By Sean Savage
“I might be the representation for a kid that I never got when I was little,” said A. Harper, a goalkeeper for Springfield College women’s soccer team.
On Oct. 5, the Pride celebrated a special night. In conjunction with “Athlete Ally” – a group that defines itself as educators for all levels of athletic communities to understand the obstacles of LGTBQ+ people in sports, and finds ways to build inclusive communities – the team hosted “Play with Pride” night to honor the LGBTQ+ community.
As a whole, Springfield College is committed to valuing and validating the gender identity and expression of campus community members. “Recognizing the LGTBQ+ community is honestly essential,” Harper said. Rainbow flags filled the bleachers for the game as players and fans showed their support.
Sports are a powerful tool for social development — improving the well-being of every individual in society so they can reach their full potential. The success of a community is linked to the well-being of each and every citizen. Sports are not just physical activity — they promote physical and mental health education, foster cognitive development, teach social behavior, and help social cohesion.
Speaking of the LGTBQ+ community, Harper added, “We not only exist in every space but have actively contributed to countless milestones and moments in and out of sports over the decades, so pretending that we have not doesn’t pay homage to those incredible figures.”
Sports can be used to increase the social capital and integration of LGBTQ+ people into the wider community, as well as empowering them and providing skills that will help give back to the community.
“Playing for a cause always makes the game feel a bit bigger,” Harper said.
The sense of playing for something greater than oneself was reflected in a strong outing for the Pride. They hosted Smith College and prevailed with a 1-0 victory on Brock-Affleck field.
On the pitch, each player had an extra sense of intrinsic motivation: “I think there is always a sense of importance when a game day represents a certain thing,” Harper said. “Especially when it comes to an identity that is so central to who I am.”
In addition, Springfield has taken more steps for the inclusion of all. Pride sports teams have added pronouns to their rosters.
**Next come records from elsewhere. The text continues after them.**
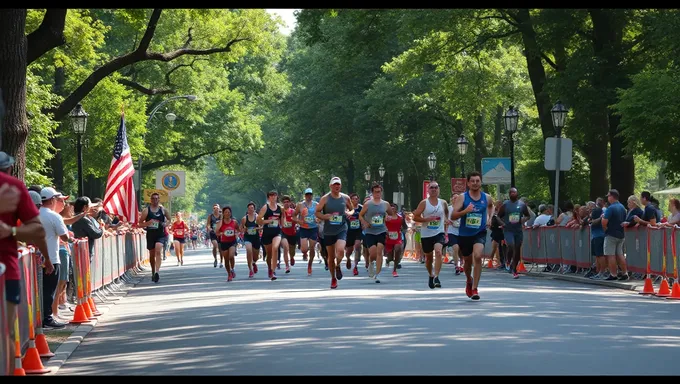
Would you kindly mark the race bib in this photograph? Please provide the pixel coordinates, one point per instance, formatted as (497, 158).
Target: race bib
(473, 220)
(434, 224)
(336, 219)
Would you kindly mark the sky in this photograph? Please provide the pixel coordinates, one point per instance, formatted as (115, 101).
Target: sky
(288, 18)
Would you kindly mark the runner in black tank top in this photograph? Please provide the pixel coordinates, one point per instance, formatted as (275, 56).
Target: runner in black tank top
(251, 238)
(270, 218)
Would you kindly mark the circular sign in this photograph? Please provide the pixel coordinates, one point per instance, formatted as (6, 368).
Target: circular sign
(170, 181)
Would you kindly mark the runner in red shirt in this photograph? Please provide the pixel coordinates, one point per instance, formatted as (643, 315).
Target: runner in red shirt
(226, 234)
(393, 244)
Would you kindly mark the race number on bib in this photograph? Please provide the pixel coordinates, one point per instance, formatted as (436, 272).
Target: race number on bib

To Harper, as well as many others, having pronouns included should be the norm.
“Not only does it create a sense of inclusivity and understanding not just within the team, but within the athletic department and beyond,” Harper said.
They continued, “If I’m mentioned in a match recap or a story, the small act of having my pronouns respected makes me feel more accepted and visible not only as an athlete but as a person. Having pronouns in our bios makes that a very achievable thing for everyone.”
Springfield is renowned for hosting impactful events. As for the LGBTQ+ community partnering with Athlete Ally was a step in the right direction.
“It was a really cool thing to have, and should definitely be used more often going forward, as it highlights such an essential community at Springfield and beyond,” Harper said.